Anyway. Here are some of their secrets.
1. Be your own kind of best mom.
We have to figure out our own talents and abilities. We were given the children that we have for a specific reason. Other children are not like ours, and we are not like other mothers, either. None is better than another, we just need to capitalize on what we do best.
At a gathering where a man was bragging about his children's many accomplishments, one older gentleman who was not given to many words stood and said, "God must not have thought much of you as a parent, sending you all those easy kids!" (Ha! again.)
2. Have an infrastructure
They recommend developing a family mission statement. It could be as simple as one word, or a paragraph. Involve the whole family if possible. It unifies us and makes us feel like we're part of something bigger than ourselves.
Examples: Broaden & Contribute
Family dinners, family prayers, family home evenings, and family meetings are all part of a family infrastructure where each member is a valued part of a whole.
3. Give ownership
Give children ownership of their goals, arguments, etc.
Ask your children what decisions they can make in advance that can positively impact their lives. Have them write them down and sign their names.
Set family goals together.
Invite children to set their own goals. Examples from their family: get only 3 cavities, be 15% nicer (!)
They had a "repentance bench" where arguing siblings would have to sit together until they could figure out what they personally had done wrong, tell their parents what they had done wrong, and apologize to each other. It was the single most coveted item when the parents sold their house.
4. Formalize family traditions
Whatever traditions you have or would like to have, formalize them.

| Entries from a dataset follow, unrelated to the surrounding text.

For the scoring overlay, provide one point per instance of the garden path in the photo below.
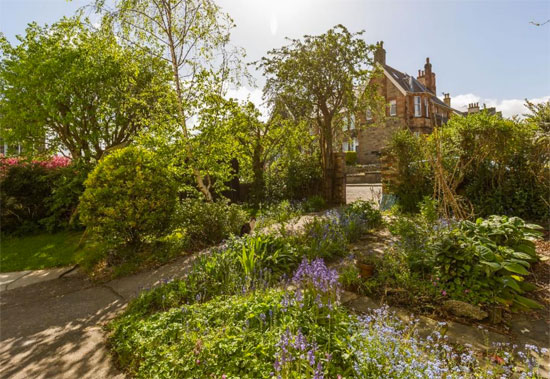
(54, 329)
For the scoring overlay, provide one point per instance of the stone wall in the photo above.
(372, 139)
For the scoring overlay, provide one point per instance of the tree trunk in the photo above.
(327, 159)
(173, 57)
(258, 171)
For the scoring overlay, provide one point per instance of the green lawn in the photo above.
(39, 251)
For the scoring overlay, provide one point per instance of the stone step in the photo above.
(371, 177)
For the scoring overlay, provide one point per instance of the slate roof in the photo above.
(409, 83)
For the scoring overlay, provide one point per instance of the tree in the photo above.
(261, 142)
(192, 35)
(539, 115)
(73, 89)
(320, 79)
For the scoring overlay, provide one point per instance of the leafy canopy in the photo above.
(71, 88)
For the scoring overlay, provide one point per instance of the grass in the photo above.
(40, 251)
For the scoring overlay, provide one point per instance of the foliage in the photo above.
(39, 195)
(328, 236)
(206, 224)
(325, 237)
(262, 144)
(483, 262)
(129, 198)
(487, 261)
(314, 79)
(296, 173)
(294, 333)
(24, 189)
(85, 92)
(193, 37)
(67, 188)
(539, 115)
(499, 166)
(411, 179)
(295, 176)
(388, 348)
(351, 158)
(350, 277)
(40, 251)
(314, 203)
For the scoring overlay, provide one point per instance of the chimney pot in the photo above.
(380, 53)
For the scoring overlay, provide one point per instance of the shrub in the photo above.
(68, 186)
(295, 177)
(129, 198)
(33, 194)
(24, 189)
(500, 166)
(314, 203)
(412, 179)
(487, 261)
(359, 217)
(280, 212)
(206, 223)
(351, 158)
(483, 262)
(301, 332)
(325, 237)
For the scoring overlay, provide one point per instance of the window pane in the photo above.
(417, 108)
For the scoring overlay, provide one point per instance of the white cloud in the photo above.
(508, 107)
(243, 94)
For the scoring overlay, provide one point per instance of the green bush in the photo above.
(412, 179)
(37, 197)
(314, 203)
(294, 177)
(68, 186)
(351, 158)
(325, 238)
(205, 223)
(487, 261)
(129, 198)
(24, 190)
(502, 165)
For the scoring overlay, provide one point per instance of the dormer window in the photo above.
(417, 107)
(427, 108)
(393, 108)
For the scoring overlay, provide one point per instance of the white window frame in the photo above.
(393, 108)
(427, 107)
(417, 107)
(368, 114)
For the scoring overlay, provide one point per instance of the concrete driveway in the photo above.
(368, 192)
(54, 329)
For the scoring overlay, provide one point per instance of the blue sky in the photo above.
(485, 51)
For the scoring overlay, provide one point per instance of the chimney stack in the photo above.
(447, 99)
(473, 108)
(429, 76)
(380, 53)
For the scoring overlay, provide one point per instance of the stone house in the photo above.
(411, 103)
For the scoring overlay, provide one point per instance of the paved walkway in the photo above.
(368, 192)
(16, 279)
(53, 329)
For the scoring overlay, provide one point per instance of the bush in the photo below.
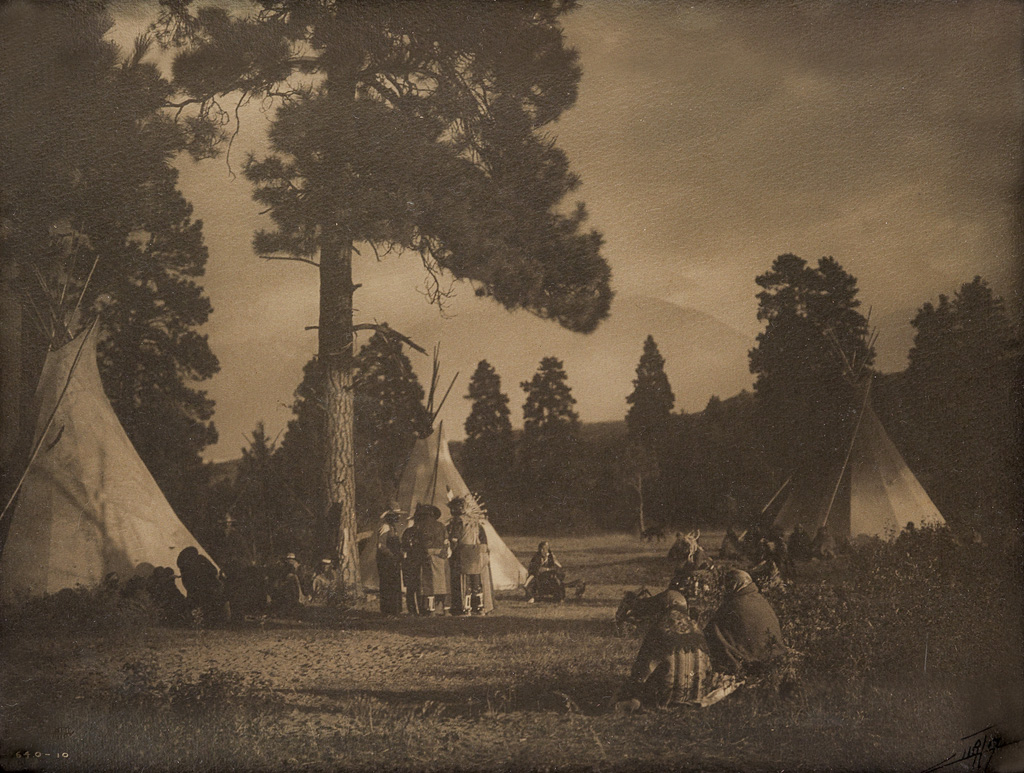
(84, 610)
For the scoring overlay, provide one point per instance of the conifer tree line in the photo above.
(439, 130)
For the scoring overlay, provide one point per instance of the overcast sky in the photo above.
(711, 137)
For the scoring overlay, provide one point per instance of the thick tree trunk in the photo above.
(336, 358)
(643, 526)
(10, 380)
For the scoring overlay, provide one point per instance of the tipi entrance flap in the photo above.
(88, 505)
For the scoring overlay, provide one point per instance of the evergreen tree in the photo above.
(814, 335)
(489, 451)
(651, 400)
(265, 516)
(550, 451)
(94, 222)
(417, 126)
(389, 418)
(962, 399)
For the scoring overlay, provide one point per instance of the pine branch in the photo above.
(388, 332)
(290, 257)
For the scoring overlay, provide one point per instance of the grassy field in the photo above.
(532, 686)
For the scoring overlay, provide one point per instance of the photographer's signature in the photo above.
(977, 752)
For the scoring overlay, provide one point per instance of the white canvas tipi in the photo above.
(429, 475)
(871, 494)
(88, 506)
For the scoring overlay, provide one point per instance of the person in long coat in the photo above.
(389, 563)
(673, 667)
(744, 630)
(470, 560)
(203, 587)
(412, 558)
(434, 556)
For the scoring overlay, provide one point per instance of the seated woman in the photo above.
(744, 630)
(546, 576)
(673, 667)
(731, 545)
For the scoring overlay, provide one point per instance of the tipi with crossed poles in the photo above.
(87, 505)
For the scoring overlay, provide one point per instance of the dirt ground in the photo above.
(529, 686)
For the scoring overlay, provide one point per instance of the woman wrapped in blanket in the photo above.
(673, 667)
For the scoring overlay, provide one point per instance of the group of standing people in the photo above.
(438, 568)
(215, 597)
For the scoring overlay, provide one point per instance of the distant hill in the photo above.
(224, 471)
(704, 356)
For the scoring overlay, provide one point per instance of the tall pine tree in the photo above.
(550, 453)
(963, 400)
(813, 331)
(93, 221)
(489, 449)
(388, 419)
(651, 401)
(414, 126)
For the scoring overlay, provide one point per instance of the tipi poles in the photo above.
(437, 459)
(849, 453)
(49, 422)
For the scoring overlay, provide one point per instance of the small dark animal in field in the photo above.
(653, 533)
(635, 610)
(687, 552)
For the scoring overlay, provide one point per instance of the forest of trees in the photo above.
(93, 223)
(429, 136)
(954, 414)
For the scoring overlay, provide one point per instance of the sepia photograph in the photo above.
(512, 385)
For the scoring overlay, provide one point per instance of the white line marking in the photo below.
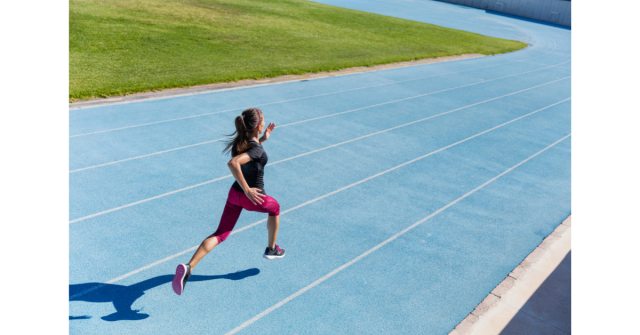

Write them down. Make sure you always do them. These often create the fondest memories in the home.
5. Teach kids to work
They recommend the book The Parenting Breakthrough.
Shawni decided to make certificates, so that when a child became a "certified toilet cleaner,"etc., he or she would be qualified to train a younger sibling.
Don't assume that your children know what their jobs are, even if you have told them a million times.
Print them out.
Remember that we are all in the trenches. No matter how difficult our trenches are, they are customized trenches for us.
We will all develop our own parenting secrets as we listen to our children, know their needs, and become our own best kind of moms.
Watch out for those magical everyday moments.
"I wish I had treasured the doing a little more, and the getting it done a little less." (This should probably be my parenting mantra.)